# Esquema de un mouse



## errata (Sep 14, 2005)

Necesito el esquema de un mouse a poder ser que no sea dirigido por la bola direccional, que sea a través de interruptores.

Se podría modificar un mouse cualquiera del mercado para dirigirlo con micros??

Gracias.


----------



## MaMu (Sep 14, 2005)

Para analizar un mouse, cualquiera sea su mecanismo, te sugiero que revises en Documentación toda la información disponible sobre encoders. Los pulsos generados son transmitidos a la pc, según el protocolo que se utilice, como ser RS232 o PS2.

Saludos.


----------



## Marcelo (Sep 14, 2005)

Saludos Errata,

A parte de lo que te ha sugerido MaMu que es primordial para entender el periférico,  no se cual es tu idea o intención, pero lo que principalmente puedes hacer con el ratón es leer los codificadores ópticos que posee en el interior y usarlos como generadores de eventos para el PIC.

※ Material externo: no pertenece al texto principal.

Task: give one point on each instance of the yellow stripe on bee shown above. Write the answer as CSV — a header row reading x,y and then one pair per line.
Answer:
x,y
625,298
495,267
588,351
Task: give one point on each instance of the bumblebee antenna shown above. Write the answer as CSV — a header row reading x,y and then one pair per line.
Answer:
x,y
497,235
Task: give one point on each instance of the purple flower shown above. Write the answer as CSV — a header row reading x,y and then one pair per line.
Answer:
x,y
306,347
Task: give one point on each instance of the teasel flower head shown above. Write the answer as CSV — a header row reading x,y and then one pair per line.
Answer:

¿Por qué quieres evitar usar la bola del ratón o el movimiento de sus encoders usando interruptores ? . Ese sistema es de hecho, el convertidor mecánico / electrónico que posee ese periférico.

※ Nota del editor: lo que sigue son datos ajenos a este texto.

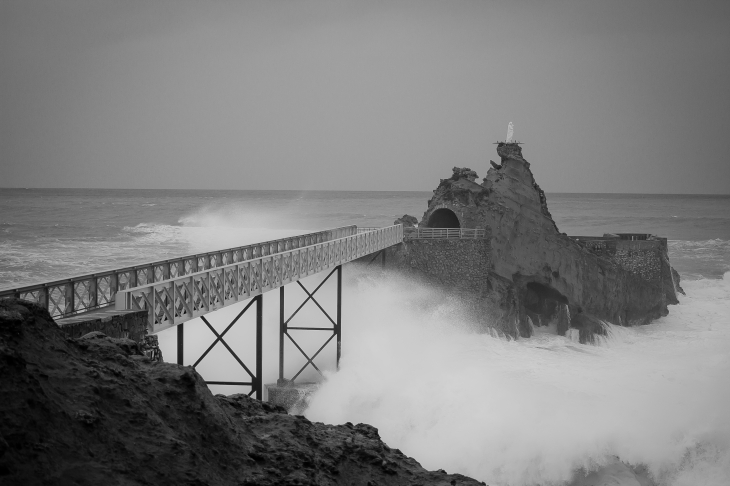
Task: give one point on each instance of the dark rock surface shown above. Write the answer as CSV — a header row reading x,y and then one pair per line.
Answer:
x,y
95,411
537,273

Para que tomes una idea fíjate por ejemplo como usan un mouse "canibalizado" para leer la posición de un telescopio desde el  computador. 

http://www.amsky.com/atm/accessories/mouse/mouse.html

http://www.amsky.com/atm/accessories/mouse/encoder.html

Si bien emplean el puerto serial o PS2 del PC (depende del tipo de mouse) y la electrónica propia del mouse, la idea vendría a ser la misma. 

Para usarlo con un pic, lo más sencillo es interceptar la señal de pulsos de los encoders y hacer el "bypass" a la electrónica propia del mouse o usar sus encoders sacándolos del circuito, como acá:

http://www.boondog.com/\tutorials\mouse\mouseHack.htm

Marcelo.


----------